Organic dates: Dates are another great option. While high in sugar, using dates in moderation provides you with vitamin B, manganese, magnesium, copper, iron, and potassium!
Honey: Raw and local is best! Local honey can help with allergies. Raw honey contains enzymes, antioxidants, iron, zinc, and many other vitamins and minerals that promote healthy gut bacteria. To retain the health benefits of raw honey, keep it away from heat. If you want to use it to flavor a warm beverage, rather than adding it in right after boil, wait until your tea or coffee cools down.
Coconut sugar: Coconut sugar has a low glycemic load, which makes it a great choice as an alternative to sugar. It is also rich in minerals, polyphenols, and antioxidants!
Maple syrup: A sweetener rich in antioxidants and minerals, maple syrup is a simple and natural choice, straight from the tree!
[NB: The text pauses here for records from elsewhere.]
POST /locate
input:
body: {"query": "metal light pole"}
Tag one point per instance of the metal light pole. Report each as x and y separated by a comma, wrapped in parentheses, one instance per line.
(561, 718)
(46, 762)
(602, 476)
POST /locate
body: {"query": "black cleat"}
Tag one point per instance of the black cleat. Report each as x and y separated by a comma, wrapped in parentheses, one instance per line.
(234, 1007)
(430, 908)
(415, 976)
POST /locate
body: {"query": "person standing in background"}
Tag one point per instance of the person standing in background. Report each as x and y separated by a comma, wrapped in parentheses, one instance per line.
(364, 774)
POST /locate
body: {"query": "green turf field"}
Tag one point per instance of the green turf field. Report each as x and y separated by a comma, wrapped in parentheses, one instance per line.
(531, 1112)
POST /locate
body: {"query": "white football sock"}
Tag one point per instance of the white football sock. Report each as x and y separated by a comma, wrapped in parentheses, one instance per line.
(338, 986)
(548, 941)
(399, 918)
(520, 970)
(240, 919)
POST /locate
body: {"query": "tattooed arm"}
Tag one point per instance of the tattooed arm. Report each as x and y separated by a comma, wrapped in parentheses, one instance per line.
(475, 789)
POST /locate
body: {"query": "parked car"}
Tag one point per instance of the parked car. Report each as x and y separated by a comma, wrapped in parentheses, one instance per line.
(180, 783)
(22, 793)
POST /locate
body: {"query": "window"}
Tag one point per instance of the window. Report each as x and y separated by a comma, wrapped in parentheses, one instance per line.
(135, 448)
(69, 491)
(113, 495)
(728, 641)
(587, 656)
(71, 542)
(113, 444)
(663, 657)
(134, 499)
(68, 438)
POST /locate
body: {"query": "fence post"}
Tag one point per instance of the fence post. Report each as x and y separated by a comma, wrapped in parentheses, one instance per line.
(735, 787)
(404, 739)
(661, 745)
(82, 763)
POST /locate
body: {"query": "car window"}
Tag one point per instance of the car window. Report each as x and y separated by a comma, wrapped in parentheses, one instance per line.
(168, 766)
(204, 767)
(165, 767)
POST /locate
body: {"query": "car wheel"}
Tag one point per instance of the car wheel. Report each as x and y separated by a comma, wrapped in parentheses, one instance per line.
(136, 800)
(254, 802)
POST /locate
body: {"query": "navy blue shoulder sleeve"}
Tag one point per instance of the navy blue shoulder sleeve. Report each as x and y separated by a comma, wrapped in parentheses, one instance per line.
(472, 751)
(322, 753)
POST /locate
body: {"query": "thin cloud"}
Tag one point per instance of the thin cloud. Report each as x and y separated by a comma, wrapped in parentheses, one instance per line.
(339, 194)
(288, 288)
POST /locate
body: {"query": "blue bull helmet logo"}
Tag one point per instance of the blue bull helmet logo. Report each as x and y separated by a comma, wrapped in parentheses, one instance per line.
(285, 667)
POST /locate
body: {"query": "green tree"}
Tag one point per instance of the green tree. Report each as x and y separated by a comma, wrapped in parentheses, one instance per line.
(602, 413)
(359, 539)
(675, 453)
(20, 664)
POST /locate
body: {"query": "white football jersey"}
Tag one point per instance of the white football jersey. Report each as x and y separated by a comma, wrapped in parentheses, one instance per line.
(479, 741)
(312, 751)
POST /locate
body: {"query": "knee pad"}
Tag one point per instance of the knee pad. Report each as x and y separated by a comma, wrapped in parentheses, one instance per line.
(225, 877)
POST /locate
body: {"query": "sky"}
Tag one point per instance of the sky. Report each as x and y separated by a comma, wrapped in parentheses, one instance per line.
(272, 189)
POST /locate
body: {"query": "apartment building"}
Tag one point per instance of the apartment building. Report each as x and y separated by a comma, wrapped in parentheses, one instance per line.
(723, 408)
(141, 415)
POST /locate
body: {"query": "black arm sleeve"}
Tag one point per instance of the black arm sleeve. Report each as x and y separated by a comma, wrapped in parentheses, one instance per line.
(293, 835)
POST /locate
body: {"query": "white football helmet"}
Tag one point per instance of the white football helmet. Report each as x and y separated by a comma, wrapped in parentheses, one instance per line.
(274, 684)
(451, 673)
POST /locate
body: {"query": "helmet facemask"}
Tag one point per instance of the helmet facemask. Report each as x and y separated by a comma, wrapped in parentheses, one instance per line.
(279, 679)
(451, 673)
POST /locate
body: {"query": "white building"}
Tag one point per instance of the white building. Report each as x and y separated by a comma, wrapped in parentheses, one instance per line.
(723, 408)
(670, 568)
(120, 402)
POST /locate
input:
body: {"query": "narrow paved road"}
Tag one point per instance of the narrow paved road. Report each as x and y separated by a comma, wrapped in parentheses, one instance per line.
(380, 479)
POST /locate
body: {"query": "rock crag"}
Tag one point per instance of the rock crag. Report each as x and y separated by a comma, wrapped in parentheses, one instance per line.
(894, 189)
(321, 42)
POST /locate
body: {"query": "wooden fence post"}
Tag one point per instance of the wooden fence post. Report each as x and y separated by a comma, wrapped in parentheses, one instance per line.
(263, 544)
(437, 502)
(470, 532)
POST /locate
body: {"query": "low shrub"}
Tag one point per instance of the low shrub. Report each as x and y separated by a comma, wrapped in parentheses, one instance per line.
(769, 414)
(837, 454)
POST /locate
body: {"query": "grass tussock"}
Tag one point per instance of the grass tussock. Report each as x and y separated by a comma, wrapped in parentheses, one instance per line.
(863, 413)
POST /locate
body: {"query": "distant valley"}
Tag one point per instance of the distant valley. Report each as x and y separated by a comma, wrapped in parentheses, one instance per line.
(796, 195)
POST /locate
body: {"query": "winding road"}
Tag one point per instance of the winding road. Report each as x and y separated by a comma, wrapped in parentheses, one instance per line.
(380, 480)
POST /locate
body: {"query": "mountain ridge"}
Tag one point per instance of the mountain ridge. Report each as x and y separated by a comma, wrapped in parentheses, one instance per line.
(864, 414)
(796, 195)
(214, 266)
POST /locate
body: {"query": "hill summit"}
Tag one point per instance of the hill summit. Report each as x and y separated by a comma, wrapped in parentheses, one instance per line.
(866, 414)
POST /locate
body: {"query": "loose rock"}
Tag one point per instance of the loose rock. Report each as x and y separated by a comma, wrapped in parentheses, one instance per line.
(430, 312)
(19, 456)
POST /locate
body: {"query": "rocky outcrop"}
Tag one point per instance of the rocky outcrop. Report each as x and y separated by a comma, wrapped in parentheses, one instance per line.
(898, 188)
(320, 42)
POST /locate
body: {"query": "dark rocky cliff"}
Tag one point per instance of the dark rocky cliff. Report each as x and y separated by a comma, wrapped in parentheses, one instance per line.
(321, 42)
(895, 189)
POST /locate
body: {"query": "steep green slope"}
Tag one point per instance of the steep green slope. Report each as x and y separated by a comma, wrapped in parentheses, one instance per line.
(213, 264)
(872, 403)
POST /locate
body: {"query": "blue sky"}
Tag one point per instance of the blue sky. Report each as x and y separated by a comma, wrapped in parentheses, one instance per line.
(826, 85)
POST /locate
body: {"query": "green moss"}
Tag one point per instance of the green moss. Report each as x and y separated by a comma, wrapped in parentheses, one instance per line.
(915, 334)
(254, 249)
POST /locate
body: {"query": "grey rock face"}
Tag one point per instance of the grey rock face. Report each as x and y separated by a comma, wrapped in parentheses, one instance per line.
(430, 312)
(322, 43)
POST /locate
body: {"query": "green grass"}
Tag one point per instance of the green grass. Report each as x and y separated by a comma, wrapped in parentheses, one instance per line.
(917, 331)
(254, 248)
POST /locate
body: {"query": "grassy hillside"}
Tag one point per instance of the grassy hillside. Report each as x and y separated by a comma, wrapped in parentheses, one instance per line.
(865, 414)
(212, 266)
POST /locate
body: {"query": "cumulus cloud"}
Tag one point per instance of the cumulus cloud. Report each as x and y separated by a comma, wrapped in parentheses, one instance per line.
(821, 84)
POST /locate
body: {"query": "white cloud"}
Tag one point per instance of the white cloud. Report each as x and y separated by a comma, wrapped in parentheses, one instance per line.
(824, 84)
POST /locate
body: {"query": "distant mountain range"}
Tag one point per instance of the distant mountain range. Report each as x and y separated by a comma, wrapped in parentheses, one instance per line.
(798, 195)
Try swapping diet soda for kombucha, a delicious fermented tea packed with probiotics! They even make kombucha that is flavored to taste like popular types of soda, only the kombucha versions are actually beneficial for your health. If you’re going to have dessert, avoid ‘sugar-free’, ‘diet’, and ‘low-sugar’ packaged foods. While cooking at home, rather than feeling constrained because you are avoiding artificial sweeteners, have fun and experiment with the abundance of natural options available!